FIG. 1A is a cross-sectional view showing a radial bearing according to an embodiment of the present invention broken along an axial direction. (B) is sectional drawing which fracture | ruptures and shows the radial bearing in the Example along a diameter direction.

FIG. 2A is a cross-sectional view showing a structure in which the radial bearing of the same embodiment is incorporated in a power generator / motor cut along the axial direction. (B) is sectional drawing which fractures | ruptures and shows the same structure along a diameter direction.

FIG. 3A is a cross-sectional view showing a conventional generator / electric motor incorporating a bearing. 3B is a sectional view taken along line XX of FIG.

FIG. 4 is a diagram showing an operation mode of a conventional generator / motor.

FIG. 5 is a diagram showing the relationship between the magnetic force of a high temperature superconductor and the magnetic force of a magnet.

FIG. 6 is a diagram showing a crystal structure of a high temperature superconductor.

FIG. 7A is a diagram showing a conventional bearing. (B) is a figure which shows the bearing of a prior art example.

[Explanation of Codes] 1 ... Container, 2 ... Rotor shaft, 3 ... Flywheel, 7 ... Permanent magnet, 8 ... Bearing, 9 ... Permanent magnet, 10 ... Bearing, 21 ... Radial bearing, 22 ... Bush, 23 ... High temperature Superconductor 24 ... Magnet holder, 25 ... Permanent magnet.

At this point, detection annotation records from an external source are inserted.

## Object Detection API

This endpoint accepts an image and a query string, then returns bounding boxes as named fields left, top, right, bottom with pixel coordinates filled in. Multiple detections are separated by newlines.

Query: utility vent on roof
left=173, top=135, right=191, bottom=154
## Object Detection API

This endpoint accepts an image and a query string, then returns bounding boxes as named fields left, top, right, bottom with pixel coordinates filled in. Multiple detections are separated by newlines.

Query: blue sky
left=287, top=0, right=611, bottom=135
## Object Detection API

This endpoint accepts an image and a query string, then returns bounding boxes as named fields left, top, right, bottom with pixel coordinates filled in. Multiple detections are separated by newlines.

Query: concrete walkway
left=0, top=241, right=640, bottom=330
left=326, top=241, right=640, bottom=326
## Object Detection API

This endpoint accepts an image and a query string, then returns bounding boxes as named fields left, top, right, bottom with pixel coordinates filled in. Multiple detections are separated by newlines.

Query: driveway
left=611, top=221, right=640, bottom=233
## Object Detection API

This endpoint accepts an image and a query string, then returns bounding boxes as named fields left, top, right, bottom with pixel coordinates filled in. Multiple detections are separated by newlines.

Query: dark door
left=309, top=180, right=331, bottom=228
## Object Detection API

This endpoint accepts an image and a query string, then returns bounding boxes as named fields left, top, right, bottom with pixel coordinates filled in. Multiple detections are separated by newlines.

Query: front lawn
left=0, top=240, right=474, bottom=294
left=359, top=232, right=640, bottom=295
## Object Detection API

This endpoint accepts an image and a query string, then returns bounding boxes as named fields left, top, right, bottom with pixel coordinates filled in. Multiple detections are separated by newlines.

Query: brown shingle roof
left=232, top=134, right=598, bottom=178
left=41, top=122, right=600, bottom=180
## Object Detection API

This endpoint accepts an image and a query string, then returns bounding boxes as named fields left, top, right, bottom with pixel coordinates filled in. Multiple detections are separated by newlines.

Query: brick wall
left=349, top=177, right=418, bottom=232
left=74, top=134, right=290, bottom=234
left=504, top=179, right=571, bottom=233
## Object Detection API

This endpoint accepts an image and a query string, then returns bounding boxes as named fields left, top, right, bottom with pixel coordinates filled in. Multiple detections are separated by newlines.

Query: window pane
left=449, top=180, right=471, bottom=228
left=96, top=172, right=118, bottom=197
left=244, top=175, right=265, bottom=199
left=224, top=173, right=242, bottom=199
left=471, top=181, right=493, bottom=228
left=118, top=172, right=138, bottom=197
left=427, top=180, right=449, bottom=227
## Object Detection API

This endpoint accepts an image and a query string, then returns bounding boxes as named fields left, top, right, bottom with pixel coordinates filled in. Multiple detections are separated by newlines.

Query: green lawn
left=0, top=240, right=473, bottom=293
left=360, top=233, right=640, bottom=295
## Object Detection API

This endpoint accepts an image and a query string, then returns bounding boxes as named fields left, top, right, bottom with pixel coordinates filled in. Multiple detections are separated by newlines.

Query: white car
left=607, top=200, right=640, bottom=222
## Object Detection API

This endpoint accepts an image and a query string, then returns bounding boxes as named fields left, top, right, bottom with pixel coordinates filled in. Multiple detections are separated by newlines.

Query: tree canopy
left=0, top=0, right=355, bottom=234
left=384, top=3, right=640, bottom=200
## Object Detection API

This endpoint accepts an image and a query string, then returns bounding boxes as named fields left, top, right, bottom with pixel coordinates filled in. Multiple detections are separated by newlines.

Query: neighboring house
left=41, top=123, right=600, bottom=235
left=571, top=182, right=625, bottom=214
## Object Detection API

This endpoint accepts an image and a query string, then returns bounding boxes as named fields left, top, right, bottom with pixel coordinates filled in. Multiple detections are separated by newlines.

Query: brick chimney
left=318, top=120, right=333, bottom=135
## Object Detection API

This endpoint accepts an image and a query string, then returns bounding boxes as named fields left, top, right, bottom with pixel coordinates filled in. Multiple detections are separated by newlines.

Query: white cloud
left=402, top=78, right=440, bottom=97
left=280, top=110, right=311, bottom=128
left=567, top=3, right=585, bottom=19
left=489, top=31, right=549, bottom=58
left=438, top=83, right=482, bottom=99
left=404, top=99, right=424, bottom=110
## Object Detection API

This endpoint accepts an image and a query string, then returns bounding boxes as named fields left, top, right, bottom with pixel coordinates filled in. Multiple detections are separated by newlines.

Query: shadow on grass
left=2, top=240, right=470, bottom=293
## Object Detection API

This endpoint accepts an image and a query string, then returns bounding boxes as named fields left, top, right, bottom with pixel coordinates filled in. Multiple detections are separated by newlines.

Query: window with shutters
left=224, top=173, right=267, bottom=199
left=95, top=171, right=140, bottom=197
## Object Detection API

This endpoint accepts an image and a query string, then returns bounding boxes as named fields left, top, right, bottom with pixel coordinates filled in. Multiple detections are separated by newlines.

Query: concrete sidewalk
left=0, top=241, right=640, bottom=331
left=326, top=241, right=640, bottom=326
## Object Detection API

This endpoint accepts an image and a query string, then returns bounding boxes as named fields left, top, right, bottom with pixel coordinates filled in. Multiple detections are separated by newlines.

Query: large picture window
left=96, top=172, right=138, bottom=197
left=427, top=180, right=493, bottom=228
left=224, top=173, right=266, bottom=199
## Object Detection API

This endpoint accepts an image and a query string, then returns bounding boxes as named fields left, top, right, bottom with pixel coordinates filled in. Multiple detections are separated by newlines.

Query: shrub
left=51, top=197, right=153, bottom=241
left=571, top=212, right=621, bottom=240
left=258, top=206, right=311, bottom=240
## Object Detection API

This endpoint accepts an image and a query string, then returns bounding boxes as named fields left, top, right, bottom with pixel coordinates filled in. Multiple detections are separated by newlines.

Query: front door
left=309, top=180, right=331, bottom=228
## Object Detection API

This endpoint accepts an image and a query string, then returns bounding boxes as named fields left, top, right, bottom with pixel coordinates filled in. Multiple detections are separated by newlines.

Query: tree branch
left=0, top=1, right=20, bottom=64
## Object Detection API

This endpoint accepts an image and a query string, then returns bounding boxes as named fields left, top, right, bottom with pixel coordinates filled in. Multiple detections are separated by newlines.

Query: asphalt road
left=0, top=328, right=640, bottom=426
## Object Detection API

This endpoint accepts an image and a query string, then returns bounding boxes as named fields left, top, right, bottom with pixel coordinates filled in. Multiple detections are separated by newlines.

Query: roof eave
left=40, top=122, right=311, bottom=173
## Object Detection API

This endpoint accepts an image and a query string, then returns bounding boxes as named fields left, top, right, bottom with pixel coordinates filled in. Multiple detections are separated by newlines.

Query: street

 ─────────────────────────────────────────────────── ─── Continuation of the front page (72) Masaharu Minami 2-1-1, Niihama, Arai-cho, Takasago, Hyogo Prefecture Mitsubishi Heavy Industries, Ltd. Takasago Laboratory (72) Inventor, Makoto Takenaka 2--1, Niihama, Arai-cho, Takasago, Hyogo Prefecture No. 1 Mitsubishi Heavy Industries, Ltd. Takasago Laboratory (72) Inventor Masao Takahashi 2-1-1 Niihama, Arai-cho, Takasago-shi, Hyogo Prefecture Mitsubishi Heavy Industries Ltd. Takasago Laboratory (72) Inventor Yu Kawashima Niihama, Arai-cho, Takasago-shi Hyogo Prefecture 1-1 Mitsubishi Heavy Industries, Ltd. Takasago Plant (72) Inventor Tatsuya Sato 2-1-1, Niihama, Arai-cho, Takasago, Hyogo Prefecture Mitsubishi Heavy Industries Ltd. Takasago Plant

Claims (1)

[Claims] 1. In a bearing that rotatably supports a rotating body in combination with a magnet provided on the rotating body, a surface having a higher critical current value than other surfaces is the same as the central axis of the rotating body. A radial bearing having a high-temperature superconductor arranged in a facing direction.